10. Rembrandt, Lamentation, 1650 (Sarasota, Florida; Bequest of John Ringling, Collection of the John and Mable Ringling Museum of Art, the State Art Museum of Florida). Ill. 1667 [1667]. The painting, which measures 180.3 x 198.7 cm, is now considered ‘School of Rembrandt’.
[33] [35] [37]
12. Three works by Frans Hals were included in the exhibition.
13. Fourteen works by Anthony van Dyck were on display.
14. Peter Paul Rubens, Flat landscape with clouds, after 1635 (Birmingham, The Barber Institute of Fine Arts). Ill. 1668 [1668].
15. This work, which is now no longer considered part of the oeuvre of Titiano Vecellio (Titian), has not been identified. Bearing the title Venetian youth and lady, it was included in Graves 1913-1915, vol. 3, under no. 127. Its authorship was disputed already at the time of this exhibition, as evidenced by an anonymous review: ‘There are a number of Titians ... A landscape (127) is also a work of great beauty, whether by Titian or not’. See ‘The Royal Academy. Exhibition of works by old masters’, The Art Journal 14 (1875), NS, pp. 90-92, quotation on p. 91. The other works by Titian on display were Diana and Actaeon; Peter Martyr (study); Disciples at Emmaus; Triumph of Love; Queen of the gypsies and A Magdalen.

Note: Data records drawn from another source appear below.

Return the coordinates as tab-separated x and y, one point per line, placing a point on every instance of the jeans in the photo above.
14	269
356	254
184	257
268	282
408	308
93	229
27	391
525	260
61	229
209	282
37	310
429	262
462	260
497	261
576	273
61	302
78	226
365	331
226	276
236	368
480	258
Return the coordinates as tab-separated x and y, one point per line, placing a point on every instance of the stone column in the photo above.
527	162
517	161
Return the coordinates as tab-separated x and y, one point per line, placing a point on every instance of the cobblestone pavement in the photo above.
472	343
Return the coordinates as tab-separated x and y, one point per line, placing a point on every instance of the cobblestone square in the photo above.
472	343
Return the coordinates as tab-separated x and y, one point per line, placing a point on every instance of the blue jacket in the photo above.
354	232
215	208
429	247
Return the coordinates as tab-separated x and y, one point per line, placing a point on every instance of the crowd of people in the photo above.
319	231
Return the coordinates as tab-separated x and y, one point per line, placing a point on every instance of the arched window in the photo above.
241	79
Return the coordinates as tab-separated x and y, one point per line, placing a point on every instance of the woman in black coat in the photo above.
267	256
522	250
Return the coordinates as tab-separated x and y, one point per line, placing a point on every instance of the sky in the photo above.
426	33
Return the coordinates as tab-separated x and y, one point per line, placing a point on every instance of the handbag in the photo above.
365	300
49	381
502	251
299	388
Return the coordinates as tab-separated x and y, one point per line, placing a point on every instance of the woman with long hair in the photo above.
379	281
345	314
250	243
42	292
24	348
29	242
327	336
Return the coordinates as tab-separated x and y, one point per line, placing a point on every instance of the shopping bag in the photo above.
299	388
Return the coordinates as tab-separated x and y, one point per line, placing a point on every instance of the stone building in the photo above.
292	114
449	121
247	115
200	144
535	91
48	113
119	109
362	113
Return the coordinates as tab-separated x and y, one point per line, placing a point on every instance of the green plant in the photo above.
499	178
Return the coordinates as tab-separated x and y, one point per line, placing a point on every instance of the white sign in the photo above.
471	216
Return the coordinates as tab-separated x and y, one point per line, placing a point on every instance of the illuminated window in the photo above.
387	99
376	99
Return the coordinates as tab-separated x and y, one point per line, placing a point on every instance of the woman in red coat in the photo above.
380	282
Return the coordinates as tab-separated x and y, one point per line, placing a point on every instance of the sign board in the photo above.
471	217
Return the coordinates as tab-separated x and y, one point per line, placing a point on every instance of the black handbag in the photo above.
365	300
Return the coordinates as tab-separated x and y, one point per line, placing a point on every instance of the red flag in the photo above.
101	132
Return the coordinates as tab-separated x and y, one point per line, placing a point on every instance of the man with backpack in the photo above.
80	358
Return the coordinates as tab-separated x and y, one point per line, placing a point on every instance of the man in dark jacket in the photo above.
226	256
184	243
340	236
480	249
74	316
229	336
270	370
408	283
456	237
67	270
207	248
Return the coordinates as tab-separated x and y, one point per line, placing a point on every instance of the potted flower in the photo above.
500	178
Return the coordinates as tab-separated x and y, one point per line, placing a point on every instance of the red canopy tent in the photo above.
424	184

16. The two portraits by Jacopo Tintoretto were Portrait of a Venetian procurator, now considered ‘Circle of Tintoretto’ (New York, Frick Collection). Ill. 1669 [1669]; and Portrait of a Venetian patrician (Rochester, New York; Memorial Art Gallery of the University of Rochester, The George Eastman Collection). Ill. 1670 [1670]. See also Memorial art gallery. An introduction to the collection. Ed. Susan Dodge Peters. Rochester and New York 1988, p. 75, which admits of the possibility that Domenico Tintoretto is not actually the author of the work.
[1669] [1670]
17. There were twenty-five works by Reynolds in the exhibition, and seven by Romney. Seven paintings by John Crome, nicknamed Old Crome, were also exhibited, several of which were landscapes. Cf. also exhib. cat. Nottingham 1974, p. 14.
18. The next shipment sent from Goupil’s; see letter 30.